2016 –Recommended Principles and Standards for Restorative Justice in Criminal Matters is released
With funding from the Ministry of Public Safety and Solicitor General, community agencies and practitioners from across BC work together to develop of shared practice standards within the field of Restorative Justice. The document was the initial breakthrough in the development of Restorative Justice practitioner standards and improved relationships with participants and victims in BC.

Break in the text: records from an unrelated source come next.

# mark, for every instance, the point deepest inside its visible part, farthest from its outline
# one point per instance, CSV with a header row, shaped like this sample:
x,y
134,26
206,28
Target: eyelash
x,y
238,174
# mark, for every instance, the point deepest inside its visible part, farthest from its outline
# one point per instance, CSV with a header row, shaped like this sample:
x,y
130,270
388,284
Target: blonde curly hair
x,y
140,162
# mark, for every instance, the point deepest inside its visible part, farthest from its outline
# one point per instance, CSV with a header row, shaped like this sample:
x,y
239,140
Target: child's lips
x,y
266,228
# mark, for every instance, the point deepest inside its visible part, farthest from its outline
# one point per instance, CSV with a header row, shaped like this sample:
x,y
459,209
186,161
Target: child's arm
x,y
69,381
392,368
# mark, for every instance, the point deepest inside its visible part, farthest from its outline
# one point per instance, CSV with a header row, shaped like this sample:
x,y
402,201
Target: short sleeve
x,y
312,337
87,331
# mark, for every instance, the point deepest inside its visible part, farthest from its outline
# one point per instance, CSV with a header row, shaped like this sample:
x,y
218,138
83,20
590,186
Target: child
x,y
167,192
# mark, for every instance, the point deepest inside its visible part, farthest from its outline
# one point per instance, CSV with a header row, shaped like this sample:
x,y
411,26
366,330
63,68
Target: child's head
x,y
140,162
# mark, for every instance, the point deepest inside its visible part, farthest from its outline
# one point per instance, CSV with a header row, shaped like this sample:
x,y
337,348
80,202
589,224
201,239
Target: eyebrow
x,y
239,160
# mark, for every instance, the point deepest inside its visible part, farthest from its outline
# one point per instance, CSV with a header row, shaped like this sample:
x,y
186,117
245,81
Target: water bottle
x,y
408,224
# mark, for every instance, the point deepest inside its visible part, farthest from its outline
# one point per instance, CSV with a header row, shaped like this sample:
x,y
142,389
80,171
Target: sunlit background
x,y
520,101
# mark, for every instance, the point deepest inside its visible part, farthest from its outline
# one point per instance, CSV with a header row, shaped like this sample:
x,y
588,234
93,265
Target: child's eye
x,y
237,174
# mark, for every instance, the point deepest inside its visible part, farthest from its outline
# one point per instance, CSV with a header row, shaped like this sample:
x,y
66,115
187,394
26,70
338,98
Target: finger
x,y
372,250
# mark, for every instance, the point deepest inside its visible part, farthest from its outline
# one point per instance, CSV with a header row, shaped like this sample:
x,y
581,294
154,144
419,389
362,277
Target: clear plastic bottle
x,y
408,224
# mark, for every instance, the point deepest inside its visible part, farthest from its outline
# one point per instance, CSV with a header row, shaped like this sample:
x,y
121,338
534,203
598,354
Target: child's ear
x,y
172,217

2017 – Community Accountability Program Conference in Vancouver, BC
2017 – Position paper published by the Canadian Bar Association of BC
This report recommends the expanded use of restorative justice
2017 – The Office of the Federal Ombudsperson for Victims of Crime releases a report “Restorative Justice: Getting fair outcomes for victims in Canada’s criminal justice system”
Read the report
2017 – Mike Farnworth, Solicitor General and Minister of Public Safety, announces intentions to make province-wide restorative justice a priority
Read the announcement
2018 – Indigenous Justice Program Association formed
2018 – More than eighty community-based restorative justice programs, including thirty-four for Indigenous peoples, are operating in BC
2019 – First annual Widening the Lens Symposium
The Ministry of Public Safety and Solicitor General provided funding for this symposium which is an informational and interactive gathering to support the development and growth of restorative justice in responding to issues related to equity, diversity, and inclusion.